Attorneys at Law

Edward J. Quinlan, Esq

Richard H. Sadowski, Esq


David T. Keenan, Esq


Magdalena A. Loret, Esq


Of Counsel

Robert Hoffer


Quinlan & Sadowski, P.C.

Attorneys at Law

11 Vanderbilt Ave.

Suite 250

Norwood, MA. 02062

Phone: 781-440-9909

Fax: 781-440-9979 


From The Mailbag


I got hurt at work and am unable to work as a result. Can my employer fire me?

Many of the clients that come into the office for their initial conference start with this question. The short answer is yes, and most employers do just that. If you are not at work, whether it is due to a work related incident or not, the employer is generally within its rights to terminate the injured worker. The only thing the employer cannot do is discriminate against you because you were hurt at work. In other words, if the employer treats the injured worker differently than another employee who is unable to work, the injured worker may have a discrimination claim against the employer, in addition to the workers compensation claim.
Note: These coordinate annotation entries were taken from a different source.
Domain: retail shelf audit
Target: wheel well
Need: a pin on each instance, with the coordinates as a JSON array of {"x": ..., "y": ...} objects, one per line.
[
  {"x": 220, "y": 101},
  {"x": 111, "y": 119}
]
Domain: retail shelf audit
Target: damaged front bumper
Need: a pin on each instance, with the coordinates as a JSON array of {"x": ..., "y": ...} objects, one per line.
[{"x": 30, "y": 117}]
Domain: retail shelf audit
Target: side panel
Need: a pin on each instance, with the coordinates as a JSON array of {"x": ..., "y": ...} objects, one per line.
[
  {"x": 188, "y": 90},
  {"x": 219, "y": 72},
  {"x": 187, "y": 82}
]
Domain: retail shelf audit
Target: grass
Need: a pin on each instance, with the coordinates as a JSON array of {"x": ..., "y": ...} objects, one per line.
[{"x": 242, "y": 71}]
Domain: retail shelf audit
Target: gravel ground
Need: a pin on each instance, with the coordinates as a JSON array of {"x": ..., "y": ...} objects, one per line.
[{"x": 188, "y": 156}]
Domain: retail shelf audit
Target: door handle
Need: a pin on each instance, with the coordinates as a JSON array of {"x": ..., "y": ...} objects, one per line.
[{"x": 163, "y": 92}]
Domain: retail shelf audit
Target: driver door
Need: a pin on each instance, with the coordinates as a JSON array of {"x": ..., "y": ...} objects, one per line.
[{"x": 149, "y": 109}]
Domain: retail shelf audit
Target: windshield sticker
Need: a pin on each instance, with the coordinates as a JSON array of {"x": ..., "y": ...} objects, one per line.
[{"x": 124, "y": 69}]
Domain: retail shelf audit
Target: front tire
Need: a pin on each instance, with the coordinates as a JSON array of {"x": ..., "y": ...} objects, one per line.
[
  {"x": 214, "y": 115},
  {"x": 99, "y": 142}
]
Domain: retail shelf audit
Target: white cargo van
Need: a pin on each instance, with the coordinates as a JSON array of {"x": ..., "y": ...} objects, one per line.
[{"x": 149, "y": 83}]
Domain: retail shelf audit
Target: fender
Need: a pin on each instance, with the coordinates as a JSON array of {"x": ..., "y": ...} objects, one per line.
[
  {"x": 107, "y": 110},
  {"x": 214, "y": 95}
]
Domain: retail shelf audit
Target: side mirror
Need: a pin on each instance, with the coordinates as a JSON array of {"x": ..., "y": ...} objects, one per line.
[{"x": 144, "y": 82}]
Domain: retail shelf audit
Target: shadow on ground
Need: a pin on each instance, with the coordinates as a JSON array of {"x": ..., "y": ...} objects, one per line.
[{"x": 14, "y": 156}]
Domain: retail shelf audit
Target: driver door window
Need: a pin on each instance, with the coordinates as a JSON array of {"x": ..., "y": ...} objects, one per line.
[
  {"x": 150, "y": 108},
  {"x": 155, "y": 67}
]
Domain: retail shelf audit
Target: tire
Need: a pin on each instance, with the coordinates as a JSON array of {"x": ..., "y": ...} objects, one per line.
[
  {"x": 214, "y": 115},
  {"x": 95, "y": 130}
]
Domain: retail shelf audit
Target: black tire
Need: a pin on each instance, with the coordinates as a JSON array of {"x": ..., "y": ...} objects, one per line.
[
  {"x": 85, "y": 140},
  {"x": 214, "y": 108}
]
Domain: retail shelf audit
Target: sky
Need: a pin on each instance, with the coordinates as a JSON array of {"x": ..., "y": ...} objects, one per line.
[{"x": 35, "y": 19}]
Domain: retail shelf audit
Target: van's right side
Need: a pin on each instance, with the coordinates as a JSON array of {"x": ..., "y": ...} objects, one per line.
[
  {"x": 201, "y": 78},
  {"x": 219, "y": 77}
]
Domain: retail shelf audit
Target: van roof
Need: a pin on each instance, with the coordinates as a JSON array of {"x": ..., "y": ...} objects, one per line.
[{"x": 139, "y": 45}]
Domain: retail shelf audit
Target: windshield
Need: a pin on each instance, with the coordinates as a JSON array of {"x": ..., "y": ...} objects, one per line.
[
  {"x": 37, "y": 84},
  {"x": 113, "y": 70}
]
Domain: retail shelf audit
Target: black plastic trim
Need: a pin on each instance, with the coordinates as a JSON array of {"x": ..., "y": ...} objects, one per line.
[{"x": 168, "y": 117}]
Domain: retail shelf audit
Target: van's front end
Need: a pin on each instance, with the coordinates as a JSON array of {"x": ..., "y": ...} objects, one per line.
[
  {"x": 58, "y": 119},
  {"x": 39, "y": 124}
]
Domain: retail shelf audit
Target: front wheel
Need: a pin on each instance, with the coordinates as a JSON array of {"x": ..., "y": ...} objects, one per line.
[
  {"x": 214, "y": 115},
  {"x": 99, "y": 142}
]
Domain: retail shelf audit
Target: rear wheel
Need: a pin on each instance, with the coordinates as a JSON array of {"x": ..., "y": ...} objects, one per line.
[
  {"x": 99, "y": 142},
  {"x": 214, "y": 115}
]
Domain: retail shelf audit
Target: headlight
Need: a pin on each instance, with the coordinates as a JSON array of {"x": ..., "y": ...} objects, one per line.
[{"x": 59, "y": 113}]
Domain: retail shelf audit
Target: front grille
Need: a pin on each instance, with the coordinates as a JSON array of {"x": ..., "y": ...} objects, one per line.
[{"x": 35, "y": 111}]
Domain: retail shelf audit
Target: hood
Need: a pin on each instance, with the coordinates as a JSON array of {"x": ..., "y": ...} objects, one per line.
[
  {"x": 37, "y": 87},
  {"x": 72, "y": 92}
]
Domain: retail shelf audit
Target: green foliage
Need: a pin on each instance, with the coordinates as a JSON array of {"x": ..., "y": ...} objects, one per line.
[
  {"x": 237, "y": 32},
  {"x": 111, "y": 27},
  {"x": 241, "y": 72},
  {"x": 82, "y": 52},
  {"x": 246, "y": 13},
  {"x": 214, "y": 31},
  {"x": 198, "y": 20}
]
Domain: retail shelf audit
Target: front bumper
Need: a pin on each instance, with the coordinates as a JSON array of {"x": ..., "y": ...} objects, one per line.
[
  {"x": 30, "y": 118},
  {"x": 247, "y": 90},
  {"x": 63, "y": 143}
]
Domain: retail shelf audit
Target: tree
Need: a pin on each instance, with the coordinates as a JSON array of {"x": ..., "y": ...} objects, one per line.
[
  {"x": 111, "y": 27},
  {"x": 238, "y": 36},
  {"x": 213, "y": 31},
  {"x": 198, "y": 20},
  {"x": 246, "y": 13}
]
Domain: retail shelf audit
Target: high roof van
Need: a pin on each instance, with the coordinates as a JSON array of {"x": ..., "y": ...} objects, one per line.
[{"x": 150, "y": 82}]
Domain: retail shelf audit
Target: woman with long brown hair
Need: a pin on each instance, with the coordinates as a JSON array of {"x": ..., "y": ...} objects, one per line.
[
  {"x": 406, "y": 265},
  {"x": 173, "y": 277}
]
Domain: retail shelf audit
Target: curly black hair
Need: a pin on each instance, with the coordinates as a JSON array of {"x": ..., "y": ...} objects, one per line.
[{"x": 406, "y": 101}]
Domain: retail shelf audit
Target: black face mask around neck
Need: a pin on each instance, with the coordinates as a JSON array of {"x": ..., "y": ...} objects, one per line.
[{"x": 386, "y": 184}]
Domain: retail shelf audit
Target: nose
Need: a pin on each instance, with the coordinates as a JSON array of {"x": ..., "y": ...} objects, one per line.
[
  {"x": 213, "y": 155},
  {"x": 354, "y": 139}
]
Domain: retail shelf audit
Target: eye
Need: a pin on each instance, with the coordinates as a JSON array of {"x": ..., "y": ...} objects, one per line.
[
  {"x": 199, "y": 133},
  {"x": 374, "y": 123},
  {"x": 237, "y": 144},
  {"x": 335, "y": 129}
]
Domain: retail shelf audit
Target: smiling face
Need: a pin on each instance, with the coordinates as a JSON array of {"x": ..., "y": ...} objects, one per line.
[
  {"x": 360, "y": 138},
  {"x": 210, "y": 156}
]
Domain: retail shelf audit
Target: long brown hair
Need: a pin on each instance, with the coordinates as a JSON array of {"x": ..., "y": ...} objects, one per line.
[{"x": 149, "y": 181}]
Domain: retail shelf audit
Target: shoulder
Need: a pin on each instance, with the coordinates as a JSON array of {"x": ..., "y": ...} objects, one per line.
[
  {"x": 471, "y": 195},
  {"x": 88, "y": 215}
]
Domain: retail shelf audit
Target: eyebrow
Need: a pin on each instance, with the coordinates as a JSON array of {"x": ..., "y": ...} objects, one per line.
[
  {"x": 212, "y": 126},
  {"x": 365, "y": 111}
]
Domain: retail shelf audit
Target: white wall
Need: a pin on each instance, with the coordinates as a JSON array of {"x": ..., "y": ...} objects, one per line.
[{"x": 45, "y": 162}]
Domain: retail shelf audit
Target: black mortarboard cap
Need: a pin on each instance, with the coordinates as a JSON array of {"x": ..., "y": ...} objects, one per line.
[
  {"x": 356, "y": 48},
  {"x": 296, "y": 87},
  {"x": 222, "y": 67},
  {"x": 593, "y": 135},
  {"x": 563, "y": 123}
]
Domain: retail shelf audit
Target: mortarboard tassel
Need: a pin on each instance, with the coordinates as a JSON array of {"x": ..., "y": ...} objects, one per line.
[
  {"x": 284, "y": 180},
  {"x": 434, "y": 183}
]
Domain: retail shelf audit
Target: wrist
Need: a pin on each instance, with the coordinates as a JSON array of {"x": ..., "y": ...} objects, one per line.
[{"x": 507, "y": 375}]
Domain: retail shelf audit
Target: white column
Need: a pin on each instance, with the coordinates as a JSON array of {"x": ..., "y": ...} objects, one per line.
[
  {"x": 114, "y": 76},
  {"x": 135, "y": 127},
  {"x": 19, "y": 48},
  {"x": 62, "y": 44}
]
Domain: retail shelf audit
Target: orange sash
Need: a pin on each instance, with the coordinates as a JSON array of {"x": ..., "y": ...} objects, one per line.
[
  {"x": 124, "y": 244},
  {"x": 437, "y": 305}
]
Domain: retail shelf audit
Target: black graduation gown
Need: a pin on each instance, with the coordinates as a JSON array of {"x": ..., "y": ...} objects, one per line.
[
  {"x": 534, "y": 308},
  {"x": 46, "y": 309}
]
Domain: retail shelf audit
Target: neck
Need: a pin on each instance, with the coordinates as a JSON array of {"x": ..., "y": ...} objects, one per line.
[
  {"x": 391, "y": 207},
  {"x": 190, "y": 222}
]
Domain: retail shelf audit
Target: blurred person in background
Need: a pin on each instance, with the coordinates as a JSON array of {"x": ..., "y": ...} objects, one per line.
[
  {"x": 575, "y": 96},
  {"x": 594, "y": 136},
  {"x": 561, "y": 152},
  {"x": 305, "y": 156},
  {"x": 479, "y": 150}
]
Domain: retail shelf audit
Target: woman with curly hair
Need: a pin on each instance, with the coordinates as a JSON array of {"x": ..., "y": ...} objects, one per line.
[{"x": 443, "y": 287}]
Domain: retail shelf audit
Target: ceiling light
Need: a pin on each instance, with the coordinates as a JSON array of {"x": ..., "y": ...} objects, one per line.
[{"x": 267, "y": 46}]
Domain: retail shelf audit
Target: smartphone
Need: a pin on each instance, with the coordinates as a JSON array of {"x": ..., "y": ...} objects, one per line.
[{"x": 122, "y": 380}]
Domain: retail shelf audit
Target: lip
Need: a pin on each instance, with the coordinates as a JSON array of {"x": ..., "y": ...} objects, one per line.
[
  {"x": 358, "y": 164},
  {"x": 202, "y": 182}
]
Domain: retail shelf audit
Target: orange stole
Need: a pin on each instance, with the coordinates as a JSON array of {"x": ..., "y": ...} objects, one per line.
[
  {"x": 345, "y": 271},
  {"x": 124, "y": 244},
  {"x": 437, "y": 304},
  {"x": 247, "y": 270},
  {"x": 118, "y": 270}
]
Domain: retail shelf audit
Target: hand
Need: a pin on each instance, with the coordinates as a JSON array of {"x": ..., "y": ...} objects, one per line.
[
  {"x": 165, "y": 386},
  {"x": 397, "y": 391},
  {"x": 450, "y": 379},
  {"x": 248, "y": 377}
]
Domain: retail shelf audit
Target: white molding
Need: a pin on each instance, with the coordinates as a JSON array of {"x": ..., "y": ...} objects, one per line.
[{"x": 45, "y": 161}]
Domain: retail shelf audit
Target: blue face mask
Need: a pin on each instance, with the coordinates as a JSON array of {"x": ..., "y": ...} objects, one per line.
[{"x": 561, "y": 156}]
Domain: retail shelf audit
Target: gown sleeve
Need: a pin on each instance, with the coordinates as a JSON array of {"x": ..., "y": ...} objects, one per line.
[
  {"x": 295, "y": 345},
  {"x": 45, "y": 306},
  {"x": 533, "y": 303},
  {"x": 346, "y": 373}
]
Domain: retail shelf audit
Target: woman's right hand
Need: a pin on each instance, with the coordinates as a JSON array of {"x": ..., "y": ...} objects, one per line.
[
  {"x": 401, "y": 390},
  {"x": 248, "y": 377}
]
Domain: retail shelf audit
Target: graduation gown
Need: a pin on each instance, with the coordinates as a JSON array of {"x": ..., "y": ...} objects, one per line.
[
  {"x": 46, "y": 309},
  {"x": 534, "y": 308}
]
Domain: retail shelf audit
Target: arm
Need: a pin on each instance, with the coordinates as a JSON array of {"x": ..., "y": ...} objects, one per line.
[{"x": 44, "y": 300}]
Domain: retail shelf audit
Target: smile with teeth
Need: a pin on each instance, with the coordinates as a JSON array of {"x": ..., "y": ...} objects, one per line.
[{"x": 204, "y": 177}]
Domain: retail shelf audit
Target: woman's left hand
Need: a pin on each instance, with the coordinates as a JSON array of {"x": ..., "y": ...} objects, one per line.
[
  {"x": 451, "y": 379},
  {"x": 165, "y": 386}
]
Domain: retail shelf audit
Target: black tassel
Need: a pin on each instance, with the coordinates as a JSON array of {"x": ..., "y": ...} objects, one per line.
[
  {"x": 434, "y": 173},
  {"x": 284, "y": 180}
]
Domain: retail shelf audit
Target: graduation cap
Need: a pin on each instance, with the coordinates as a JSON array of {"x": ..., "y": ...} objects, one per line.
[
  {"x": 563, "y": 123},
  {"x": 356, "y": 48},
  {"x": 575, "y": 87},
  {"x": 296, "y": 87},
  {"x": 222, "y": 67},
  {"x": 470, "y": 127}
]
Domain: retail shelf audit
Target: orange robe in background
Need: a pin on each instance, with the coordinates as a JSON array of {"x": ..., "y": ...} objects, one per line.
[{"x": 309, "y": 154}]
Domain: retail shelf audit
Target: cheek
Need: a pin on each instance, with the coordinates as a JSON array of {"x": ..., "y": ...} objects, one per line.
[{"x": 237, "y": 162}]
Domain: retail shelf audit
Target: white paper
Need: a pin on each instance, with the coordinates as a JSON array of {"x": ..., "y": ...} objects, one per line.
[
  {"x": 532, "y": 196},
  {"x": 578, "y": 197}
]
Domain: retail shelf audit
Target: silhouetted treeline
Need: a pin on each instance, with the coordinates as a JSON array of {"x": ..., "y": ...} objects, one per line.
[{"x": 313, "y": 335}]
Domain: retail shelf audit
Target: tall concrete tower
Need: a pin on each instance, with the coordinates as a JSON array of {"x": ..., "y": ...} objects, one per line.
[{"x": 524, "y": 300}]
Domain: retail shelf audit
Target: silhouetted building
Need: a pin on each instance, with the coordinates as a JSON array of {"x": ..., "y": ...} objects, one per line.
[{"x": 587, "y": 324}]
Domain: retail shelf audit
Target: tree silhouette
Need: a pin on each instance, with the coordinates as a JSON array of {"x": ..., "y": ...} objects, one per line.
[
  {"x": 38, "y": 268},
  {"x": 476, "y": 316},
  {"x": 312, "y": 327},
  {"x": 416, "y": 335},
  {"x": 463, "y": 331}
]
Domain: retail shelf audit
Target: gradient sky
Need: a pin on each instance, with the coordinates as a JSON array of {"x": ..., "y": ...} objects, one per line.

When can I expect to start receiving benefits when I get hurt at work?

Once an employee misses 5 days of work due to a work injury, the employer is required to notify its workers compensation insurer of the injury. The insurer then has 14 days to decide to pay or deny the claim. Most insurers will start paying benefits within that time frame. If the insurer issues a denial , ignores the notice from the employer or if the employer never sends the insurer the required notice, a claim must be filed in order for the employee to receive benefits.

What benefits can I expect to receive if I am injured at work?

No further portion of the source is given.